The international political system is built of nation-states. It was not so long ago, at the beginning of the 20th century, that national self-determination was the noblest of political ideologies. Indeed, national self-determination became one of the expressed goals of the Allies, as laid out in the Atlantic Charter of 1941, and is enshrined in the very first article of the Charter of the United Nations.
The abstract idea of the European Union was an attack on that very concept. Europe had seen what unleashed nationalism had done to the Continent (and the world). The European Union was created with the hope that such violence would not happen again if the fates of the various European states, Germany and France in particular, were linked together more intimately.
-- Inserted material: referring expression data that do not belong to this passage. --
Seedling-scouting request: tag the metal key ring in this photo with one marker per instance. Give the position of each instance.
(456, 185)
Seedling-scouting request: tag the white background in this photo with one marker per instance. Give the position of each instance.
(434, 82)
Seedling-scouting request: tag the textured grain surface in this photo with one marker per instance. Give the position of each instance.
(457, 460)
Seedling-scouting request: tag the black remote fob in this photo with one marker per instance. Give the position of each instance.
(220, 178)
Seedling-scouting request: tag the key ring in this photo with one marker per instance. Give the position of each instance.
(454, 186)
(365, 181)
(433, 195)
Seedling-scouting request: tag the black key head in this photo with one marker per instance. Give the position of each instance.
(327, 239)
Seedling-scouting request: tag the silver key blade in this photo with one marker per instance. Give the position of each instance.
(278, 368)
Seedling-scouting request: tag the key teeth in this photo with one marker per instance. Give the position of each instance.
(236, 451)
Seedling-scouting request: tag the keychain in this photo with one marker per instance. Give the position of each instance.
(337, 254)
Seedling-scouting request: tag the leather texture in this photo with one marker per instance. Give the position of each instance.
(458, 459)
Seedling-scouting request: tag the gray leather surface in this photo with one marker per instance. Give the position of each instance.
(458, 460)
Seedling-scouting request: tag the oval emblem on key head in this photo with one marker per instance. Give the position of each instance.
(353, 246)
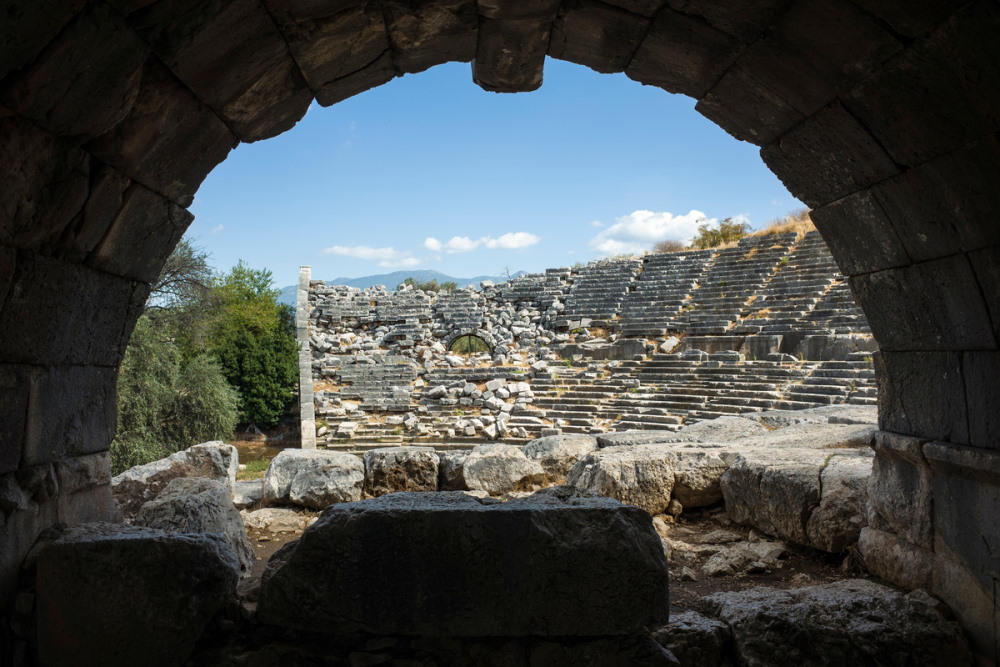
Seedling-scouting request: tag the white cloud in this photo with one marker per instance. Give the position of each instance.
(384, 256)
(638, 231)
(456, 244)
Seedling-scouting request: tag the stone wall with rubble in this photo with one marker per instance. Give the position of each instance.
(653, 342)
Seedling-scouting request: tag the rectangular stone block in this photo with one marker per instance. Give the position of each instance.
(70, 94)
(44, 322)
(510, 54)
(231, 55)
(45, 181)
(933, 305)
(142, 235)
(169, 141)
(922, 394)
(828, 156)
(72, 411)
(859, 234)
(425, 33)
(682, 55)
(596, 35)
(900, 495)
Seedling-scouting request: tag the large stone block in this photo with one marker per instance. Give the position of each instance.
(71, 411)
(29, 26)
(682, 55)
(169, 141)
(594, 34)
(428, 564)
(142, 236)
(45, 183)
(828, 156)
(119, 595)
(231, 55)
(423, 34)
(73, 95)
(900, 495)
(861, 237)
(933, 305)
(922, 394)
There may very well come a time when nation-states are no longer the atoms of geopolitics. But if and when that time comes, it will not be because a noble dream was imagined in a meeting room and the basic differences in culture and language were determined to be passé. It will be because geopolitical forces will create the imperatives that will lead to the establishment of different institutions.
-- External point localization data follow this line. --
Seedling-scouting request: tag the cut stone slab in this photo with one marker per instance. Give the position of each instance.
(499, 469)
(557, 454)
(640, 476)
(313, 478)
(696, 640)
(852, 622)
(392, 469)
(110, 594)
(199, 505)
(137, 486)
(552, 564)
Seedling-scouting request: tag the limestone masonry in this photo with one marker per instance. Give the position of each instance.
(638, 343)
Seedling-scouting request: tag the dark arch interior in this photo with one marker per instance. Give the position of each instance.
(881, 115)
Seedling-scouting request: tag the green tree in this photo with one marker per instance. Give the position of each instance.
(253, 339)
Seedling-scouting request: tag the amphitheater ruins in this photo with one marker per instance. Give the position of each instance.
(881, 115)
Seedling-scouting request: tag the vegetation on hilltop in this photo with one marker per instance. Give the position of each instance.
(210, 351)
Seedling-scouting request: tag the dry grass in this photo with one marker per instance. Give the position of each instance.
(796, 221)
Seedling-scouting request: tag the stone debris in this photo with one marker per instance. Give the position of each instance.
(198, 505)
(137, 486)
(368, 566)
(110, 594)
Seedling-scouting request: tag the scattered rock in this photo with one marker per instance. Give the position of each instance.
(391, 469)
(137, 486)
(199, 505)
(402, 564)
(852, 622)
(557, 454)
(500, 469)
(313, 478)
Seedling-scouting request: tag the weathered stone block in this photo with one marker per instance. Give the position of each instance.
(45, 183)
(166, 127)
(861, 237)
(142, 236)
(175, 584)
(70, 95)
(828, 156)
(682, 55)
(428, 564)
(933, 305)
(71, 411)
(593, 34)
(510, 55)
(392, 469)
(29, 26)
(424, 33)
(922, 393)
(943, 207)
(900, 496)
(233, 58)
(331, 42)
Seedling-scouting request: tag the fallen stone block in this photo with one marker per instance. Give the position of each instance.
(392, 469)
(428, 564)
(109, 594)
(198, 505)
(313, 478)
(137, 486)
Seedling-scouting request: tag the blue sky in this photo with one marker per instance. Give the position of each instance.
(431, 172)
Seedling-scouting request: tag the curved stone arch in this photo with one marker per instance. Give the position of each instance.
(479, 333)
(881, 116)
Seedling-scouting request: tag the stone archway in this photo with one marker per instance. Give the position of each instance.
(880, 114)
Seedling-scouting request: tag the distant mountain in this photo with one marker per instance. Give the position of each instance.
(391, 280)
There is no doubt that Cameron believes remaining in the EU is the best course of action for Britain. There is also no doubt that others like Johnson think the opposite. But despite the fundamental political disagreement, Britain is not preparing for real conflict over the EU deal. The Roundheads and the Cavaliers are not about to ride back into battle over the future of Britain’s relationship to the EU. The deeper question is whether Cameron would really let the future of Britain be determined by a referendum. It is political theater reminiscent of President Barack Obama seeking approval from Congress, which he did not get, to carry out strikes against Bashar al-Assad’s regime for its use of chemical weapons in Syria. Whether or not the U.S. bombed Assad was ultimately immaterial, and Obama knew it. He might have even preferred not to bomb Assad – realizing that his drawing of a red line was a tactical error – and, knowing Congress would vote that way, he decided he would gain more politically by putting it up for a vote. Contrast this with the fact that Obama has authorized over 2,800 strikes against the Islamic State in Syria and Iraq without any Congressional approval.
In Western democracies, politics is often restrained by moral considerations and constitutional safeguards. But that has never stopped any liberal democracy from disregarding its laws when the national interest is at stake. Cameron can afford to put Brexit up to a referendum precisely because, in practice, while it may have serious economic ramifications, the politics of it make it an irrelevant choice. Either way, not much will change for Britain in the grand scheme of things and not much will change for the EU – its decline into irrelevance will just become more noticeable.
Which brings us back to where we began – the quest for objectivity and the importance of understanding the relationship between impersonal geopolitical forces and the practical and moral consequences of political decisions. Analyzing an issue like Brexit or Obama’s use of force against IS means not just understanding the nuts and bolts of the issue but also the ways power is wielded in the service of national interests. Power comes in many forms – military, economic and cultural. To understand them all, one must be able to understand how each is used – and then, like Lincoln, to draw back and ascertain what is driving a leader’s decisions without being enchanted by any appeals to universal goodness.